Os desafios da mobilidade urbana no Brasil

Enviada em 27/07/2020

A mobilidade urbana almejada no Brasil é possível por meio de políticas públicas de transporte e circulação. Nesse contexto, percebe-se a dificuldade encontrada no espaço geográfico das cidades brasileiras, no que se refere à locomoção de pessoas e cargas no espaço urbano. Ademais, tem-se também, o problema causado ao meio ambiente, à saúde das pessoas, bem como o entrave no desenvolvimento do país; o que tornam-se plausíveis medidas que visem atenuar esse problema para um desenvolvimento sustentável entre a cidade e o meio ambiente.

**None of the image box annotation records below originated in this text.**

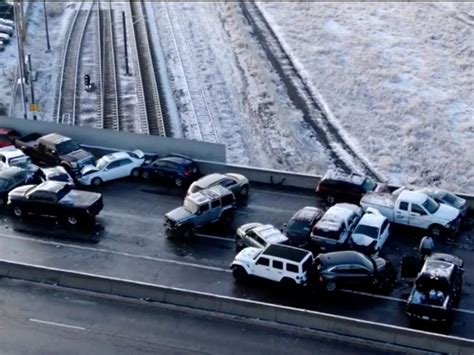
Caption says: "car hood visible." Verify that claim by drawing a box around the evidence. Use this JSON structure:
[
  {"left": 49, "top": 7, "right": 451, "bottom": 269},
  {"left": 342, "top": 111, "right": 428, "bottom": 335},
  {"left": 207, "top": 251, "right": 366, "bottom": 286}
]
[
  {"left": 165, "top": 206, "right": 193, "bottom": 222},
  {"left": 59, "top": 190, "right": 102, "bottom": 208},
  {"left": 234, "top": 247, "right": 262, "bottom": 262},
  {"left": 433, "top": 203, "right": 459, "bottom": 222},
  {"left": 60, "top": 149, "right": 94, "bottom": 162},
  {"left": 8, "top": 185, "right": 36, "bottom": 196},
  {"left": 351, "top": 233, "right": 375, "bottom": 247}
]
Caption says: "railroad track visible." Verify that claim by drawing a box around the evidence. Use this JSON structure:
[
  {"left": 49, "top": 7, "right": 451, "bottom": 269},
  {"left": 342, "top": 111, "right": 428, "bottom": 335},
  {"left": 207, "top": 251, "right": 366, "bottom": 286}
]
[
  {"left": 240, "top": 1, "right": 384, "bottom": 180},
  {"left": 97, "top": 0, "right": 119, "bottom": 130},
  {"left": 128, "top": 0, "right": 167, "bottom": 137},
  {"left": 53, "top": 1, "right": 94, "bottom": 125},
  {"left": 164, "top": 2, "right": 219, "bottom": 143}
]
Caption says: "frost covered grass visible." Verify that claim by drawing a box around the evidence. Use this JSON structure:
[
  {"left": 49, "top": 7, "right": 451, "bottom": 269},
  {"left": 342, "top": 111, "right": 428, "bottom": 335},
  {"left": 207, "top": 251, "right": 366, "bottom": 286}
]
[{"left": 260, "top": 3, "right": 474, "bottom": 193}]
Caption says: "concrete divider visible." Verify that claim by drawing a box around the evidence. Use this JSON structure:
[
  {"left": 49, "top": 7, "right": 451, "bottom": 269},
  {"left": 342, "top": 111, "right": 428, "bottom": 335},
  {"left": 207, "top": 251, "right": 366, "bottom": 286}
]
[{"left": 0, "top": 260, "right": 474, "bottom": 354}]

Vale salientar, entretanto, que a locomobilidade urbana é um desafio enfrentado pela maioria das grandes cidades brasileiras. Nesse sentido, o impasse encontrado relaciona-se ao aumento de circulação dos transportes individuais, em detrimento do uso de coletivos. Assim sendo, a falta de manutenção dos coletivos, em consonância às altas tarifas cobradas e a concessão de créditos ao consumidor, faz com que aumente a cada dia a frota de carros no país em circulação, o que causa os congestionamentos diários. Em consonância a isto, tem-se problemas de toda ordem como: estresse, que leva à violência no trânsito, a emissão de poluentes na atmosfera e seus problemas de saúde relacionados à poluição.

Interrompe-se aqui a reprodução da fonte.